Needless to say, I’m frustrated, a frustration that’s amplified tenfold by the fact that I’m traveling this Friday evening, and really really wanted to have my laptop with me for the five-day trip. I’m fortunate to work for a huge federal agency that has an on-site support and repair contract with Apple, but it’s unclear that they’re going to be able to get me back up and running by the time I leave town.

Sometimes, technology sucks.

A few more short-takes (in lieu of actual posts that take time or energy to compose!) — consider this fair warning that they’re all a little on the geeky side.

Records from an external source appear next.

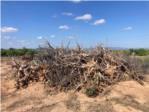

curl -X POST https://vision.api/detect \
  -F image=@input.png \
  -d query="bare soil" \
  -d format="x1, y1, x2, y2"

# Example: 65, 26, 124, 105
0, 61, 149, 112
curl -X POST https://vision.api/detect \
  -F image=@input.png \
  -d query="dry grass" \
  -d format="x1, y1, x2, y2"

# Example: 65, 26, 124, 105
86, 101, 115, 112
64, 93, 80, 112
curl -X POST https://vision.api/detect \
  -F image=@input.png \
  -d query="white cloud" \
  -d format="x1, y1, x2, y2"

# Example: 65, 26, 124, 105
75, 14, 92, 21
62, 12, 73, 16
0, 26, 18, 33
93, 19, 106, 25
1, 36, 11, 40
37, 36, 43, 40
66, 35, 77, 40
123, 26, 133, 31
58, 25, 69, 30
50, 35, 55, 38
52, 14, 58, 18
69, 0, 83, 3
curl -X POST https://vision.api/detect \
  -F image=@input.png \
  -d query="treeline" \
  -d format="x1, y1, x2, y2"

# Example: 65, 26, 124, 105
1, 48, 37, 56
113, 48, 149, 56
1, 48, 149, 56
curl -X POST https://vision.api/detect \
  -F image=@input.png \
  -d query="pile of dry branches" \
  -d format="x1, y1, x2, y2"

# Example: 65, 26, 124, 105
13, 44, 143, 92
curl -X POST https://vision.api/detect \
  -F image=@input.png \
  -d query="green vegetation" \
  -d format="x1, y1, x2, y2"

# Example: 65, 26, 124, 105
1, 48, 37, 56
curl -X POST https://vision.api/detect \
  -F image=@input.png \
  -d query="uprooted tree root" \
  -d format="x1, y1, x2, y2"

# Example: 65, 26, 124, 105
13, 44, 143, 93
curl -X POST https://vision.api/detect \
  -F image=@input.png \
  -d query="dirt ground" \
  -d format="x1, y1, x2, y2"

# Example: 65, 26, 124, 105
0, 61, 149, 112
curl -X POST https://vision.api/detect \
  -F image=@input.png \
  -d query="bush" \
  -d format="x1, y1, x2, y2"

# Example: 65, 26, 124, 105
1, 48, 37, 56
85, 87, 98, 97
129, 48, 149, 56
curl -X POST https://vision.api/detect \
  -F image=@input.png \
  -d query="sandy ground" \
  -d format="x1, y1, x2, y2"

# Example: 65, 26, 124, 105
0, 62, 149, 112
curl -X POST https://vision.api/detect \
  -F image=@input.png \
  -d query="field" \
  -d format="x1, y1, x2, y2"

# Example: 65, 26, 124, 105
1, 54, 149, 112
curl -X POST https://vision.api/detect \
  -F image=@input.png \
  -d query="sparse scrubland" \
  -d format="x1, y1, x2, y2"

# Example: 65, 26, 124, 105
1, 43, 149, 112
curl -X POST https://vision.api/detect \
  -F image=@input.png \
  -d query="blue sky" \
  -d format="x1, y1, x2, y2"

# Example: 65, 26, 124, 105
1, 1, 149, 48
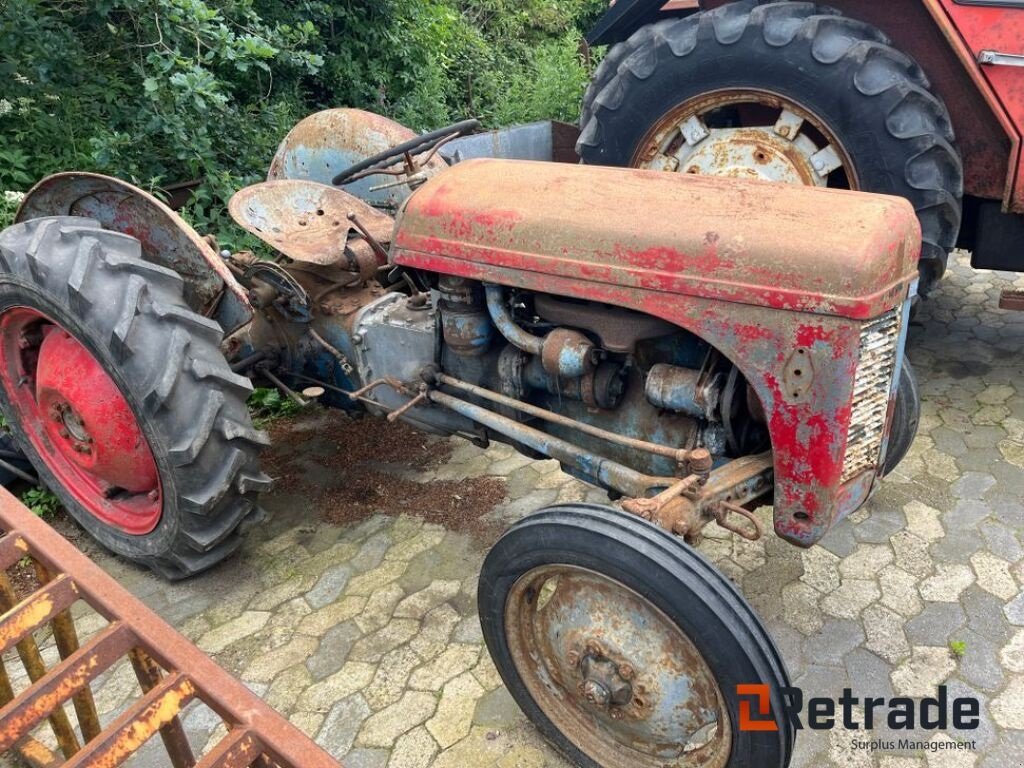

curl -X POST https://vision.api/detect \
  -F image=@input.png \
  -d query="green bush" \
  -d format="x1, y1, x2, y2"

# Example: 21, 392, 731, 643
0, 0, 606, 232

  • Holy crap, the folks behind the kick-ass app Parallels have released a new beta version for the Mac (download here) that takes things to a whole new level. You can now interleave Windows and Mac windows on the same screen, modify shared folders while a virtual machine is running, and drag and drop between the Mac and Windows installations, and it looks like a slew of interface issues were fixed as well. It looks like you can also boot from a Boot Camp installation of Windows, but from the comments in that discussion group thread, there might be dragons so it might be worthwhile hanging back and waiting to see how that works itself out. (Thanks to Dan for letting us know about the new beta!)
  • I’m a sucker for a programmer weblog that focuses on issues of usability and logic rather than the nitty gritty insides of some technology or language. (Think Raymond Chen’s Old New Thing or Joel Spolsky’s Joel on Software, both of which are like crack for me.) Because of this, I was happy to discover today that the authors of the Head First line of programming books have a weblog, Creating Passionate Users, that solidly fits into this same mold! I’m a fan of their books, and am glad to be adding the site to my reading list.
  • Speaking of weblog reading lists, earlier this year I switched to using the web-based feed reader reBlog, and was ecstatically happy about its general level of hotness. Over time, though, it’s demonstrated a bunch of flaws — such as suboptimal parsing of pages and feeds (at times leading to feed lists rendered so poorly that the app’s own control buttons become totally nonfunctional!), feed items showing up dozens of times as new despite having been archived, and keyboard commands that randomly shut off — all of which have made me eagerly anticipate the release of a new version that incorporates bug fixes and whatnot. We’re now nine months later and no new versions have crossed the wire, so I decided to post in the forum asking about the status, and learned that the authors aren’t working on it anymore and there won’t be any more versions. That’s sad; I have a lot of data locked up in the archives of my reBlog installation, an app that’s becoming harder and harder to use with any reliability, and no real path forward… time to start looking for options.
  • And finally: my feet are famous! (Mine are the ones in the Apple socks; Alison is a good friend of ours, and the socks were a thank-you gift for some computer work I did for her.)